Trump: Stock market awaiting ‘incredible’ results on US trade talks

While President Trump is impressed with the U.S. stock market’s growth since his election, he conceded Friday it would be performing even better if international trade negotiations were resolved.

The major U.S. indexes have languished since the White House’s announcement of stiff metals tariffs in March, followed by duties on $50 billion of Chinese imports and threats of levies on $100 billion more after China retaliated. The blue-chip Dow Jones Industrial average is now 8.8 percent below its January record of 26,616.

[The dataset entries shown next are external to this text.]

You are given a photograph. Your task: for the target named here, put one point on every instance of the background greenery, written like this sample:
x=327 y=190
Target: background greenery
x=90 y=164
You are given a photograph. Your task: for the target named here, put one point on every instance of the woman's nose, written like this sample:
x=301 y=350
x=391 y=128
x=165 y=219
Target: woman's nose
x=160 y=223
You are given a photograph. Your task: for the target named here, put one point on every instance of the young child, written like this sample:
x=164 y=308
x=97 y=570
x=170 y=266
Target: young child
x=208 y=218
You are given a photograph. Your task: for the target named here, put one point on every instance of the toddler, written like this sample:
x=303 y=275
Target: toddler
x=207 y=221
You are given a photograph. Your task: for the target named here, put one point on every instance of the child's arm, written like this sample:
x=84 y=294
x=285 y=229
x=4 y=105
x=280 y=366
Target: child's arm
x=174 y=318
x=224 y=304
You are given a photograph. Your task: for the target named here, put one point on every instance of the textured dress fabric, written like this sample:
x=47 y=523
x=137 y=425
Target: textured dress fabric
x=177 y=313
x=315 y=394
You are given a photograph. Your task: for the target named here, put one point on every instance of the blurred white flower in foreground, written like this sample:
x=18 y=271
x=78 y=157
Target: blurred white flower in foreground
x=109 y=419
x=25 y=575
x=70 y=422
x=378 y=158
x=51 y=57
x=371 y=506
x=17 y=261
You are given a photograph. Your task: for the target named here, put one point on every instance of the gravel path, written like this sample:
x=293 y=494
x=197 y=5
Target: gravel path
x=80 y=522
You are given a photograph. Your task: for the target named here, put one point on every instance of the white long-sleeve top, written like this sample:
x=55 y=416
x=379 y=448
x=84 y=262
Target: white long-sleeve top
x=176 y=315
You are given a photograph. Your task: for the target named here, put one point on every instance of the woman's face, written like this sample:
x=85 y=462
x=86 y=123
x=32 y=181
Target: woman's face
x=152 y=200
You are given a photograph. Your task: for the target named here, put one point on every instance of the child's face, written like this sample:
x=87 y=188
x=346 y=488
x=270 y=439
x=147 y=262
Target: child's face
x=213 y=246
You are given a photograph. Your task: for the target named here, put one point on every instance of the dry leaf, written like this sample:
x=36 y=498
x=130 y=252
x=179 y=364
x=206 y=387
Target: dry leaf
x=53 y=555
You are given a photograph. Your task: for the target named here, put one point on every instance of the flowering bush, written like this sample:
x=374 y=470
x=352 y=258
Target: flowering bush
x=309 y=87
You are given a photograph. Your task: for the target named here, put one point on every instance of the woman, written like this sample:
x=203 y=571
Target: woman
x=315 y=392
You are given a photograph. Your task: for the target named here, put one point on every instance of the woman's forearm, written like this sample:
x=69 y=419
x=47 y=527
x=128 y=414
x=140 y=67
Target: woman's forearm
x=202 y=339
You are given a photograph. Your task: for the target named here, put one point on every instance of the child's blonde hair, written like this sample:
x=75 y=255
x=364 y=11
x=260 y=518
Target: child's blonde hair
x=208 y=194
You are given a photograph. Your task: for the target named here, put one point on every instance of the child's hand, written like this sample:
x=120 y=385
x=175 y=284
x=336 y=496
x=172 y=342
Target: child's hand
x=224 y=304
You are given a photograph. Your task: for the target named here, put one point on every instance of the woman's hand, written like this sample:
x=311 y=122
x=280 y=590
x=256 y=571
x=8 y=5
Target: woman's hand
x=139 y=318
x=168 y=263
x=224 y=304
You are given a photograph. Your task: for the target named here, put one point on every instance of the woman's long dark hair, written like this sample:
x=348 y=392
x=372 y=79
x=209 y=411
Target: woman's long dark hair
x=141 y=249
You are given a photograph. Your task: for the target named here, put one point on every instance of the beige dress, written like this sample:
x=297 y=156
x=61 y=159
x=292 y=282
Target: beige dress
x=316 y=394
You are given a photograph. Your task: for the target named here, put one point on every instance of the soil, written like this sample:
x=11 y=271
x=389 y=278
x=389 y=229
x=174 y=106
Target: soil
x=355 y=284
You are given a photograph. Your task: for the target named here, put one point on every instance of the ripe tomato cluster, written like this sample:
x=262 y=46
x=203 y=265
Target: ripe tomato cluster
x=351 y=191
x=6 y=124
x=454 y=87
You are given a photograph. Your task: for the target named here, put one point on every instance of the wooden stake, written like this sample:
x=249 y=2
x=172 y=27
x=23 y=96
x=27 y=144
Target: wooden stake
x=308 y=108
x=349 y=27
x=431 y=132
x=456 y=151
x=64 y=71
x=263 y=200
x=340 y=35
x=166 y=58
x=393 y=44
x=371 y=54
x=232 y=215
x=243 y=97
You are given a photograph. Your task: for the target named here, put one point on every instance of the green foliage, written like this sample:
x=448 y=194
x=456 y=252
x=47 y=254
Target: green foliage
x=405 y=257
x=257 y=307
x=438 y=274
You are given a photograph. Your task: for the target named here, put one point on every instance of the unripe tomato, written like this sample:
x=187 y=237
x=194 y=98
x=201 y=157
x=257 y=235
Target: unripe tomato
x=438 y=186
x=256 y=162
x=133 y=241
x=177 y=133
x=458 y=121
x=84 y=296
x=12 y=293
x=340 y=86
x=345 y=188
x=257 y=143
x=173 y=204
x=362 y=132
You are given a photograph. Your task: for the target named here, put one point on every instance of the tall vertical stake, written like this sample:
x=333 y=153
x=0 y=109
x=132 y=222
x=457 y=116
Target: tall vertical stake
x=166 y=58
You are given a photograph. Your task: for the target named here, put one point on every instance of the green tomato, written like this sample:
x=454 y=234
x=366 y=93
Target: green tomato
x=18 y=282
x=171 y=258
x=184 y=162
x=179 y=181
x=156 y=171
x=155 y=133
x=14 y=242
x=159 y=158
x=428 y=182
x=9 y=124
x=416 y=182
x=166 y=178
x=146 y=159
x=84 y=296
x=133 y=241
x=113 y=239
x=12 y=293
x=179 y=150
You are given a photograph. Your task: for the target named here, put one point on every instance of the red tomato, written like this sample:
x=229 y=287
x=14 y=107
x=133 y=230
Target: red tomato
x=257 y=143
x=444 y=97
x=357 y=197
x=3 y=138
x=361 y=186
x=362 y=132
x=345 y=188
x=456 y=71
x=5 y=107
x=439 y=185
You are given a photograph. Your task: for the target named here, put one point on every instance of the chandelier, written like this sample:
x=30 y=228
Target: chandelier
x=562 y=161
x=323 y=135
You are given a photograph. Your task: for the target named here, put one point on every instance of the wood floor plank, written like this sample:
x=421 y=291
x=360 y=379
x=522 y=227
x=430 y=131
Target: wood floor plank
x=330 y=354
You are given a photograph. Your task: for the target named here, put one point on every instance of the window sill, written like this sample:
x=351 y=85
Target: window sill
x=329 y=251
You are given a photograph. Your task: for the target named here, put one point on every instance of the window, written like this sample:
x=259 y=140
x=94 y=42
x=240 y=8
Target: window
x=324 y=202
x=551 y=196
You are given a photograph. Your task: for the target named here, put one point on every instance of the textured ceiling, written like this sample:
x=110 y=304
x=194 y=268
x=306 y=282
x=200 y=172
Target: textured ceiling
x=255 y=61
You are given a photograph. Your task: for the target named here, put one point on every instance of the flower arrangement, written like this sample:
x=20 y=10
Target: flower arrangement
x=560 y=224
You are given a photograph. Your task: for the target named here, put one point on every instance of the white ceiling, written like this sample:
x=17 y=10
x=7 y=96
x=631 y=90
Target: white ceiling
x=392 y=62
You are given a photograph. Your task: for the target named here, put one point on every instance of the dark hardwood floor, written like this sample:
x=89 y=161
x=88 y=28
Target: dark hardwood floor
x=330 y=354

Investors are “waiting to see what’s going to happen on trade,” Trump told reporters outside the White House. “We’re going to be announcing some incredible trade deals.”

Economists and analysts have expressed repeated concerns, however, that Trump’s protectionist policies might instead spark an international trade war that undermines the economic benefits of a GOP-led tax cut trimming the top corporate rate to 21 percent from 35 percent. The president has responded that some short-term pain may be required as the U.S. revises decades’ worth of trade policies that he says have undermined U.S. business.

In particular, Trump has cited a U.S. trade deficit that grew to $568.4 billion last year, driven largely by China. Still, the president says he has great respect for premier Xi Jinping.

“That’s why we’re being so nice,” he said. “But we have to bring fairness to trade between the U.S. and China, and we will.”

The Dow Jones index climbed 1.4 percent as Trump’s trade comments combined with expansion in the job market. U.S. payrolls added 164,000 positions in April, the Department of Labor reported Friday morning, and the unemployment rate dropped to 3.9 percent. The S&P 500 subsequently rose 1.3 percent, and the tech-heavy Nasdaq added 1.7 percent.

China’s government, which met this week with a U.S. delegation including Treasury Secretary Steve Mnuchin and trade chief Robert Lighthizer, said Friday that “considerable differences” remain between the two parties, though progress was made.

Should China and the U.S. prove unable to resolve those points of contention, Chinese shoppers who use e-commerce platforms like Alibaba, a $488 billion firm based in Hangzhou, would find other importers, said Joseph Tsai, the company’s vice chairman.

“Obviously, a trade war is not good for anybody,” Tsai told investors on an earnings call. It might prove particularly harmful to small U.S. businesses that sell products via Alibaba, he noted, but “there will always be alternative channels for us to bring in imported products for Chinese consumers.”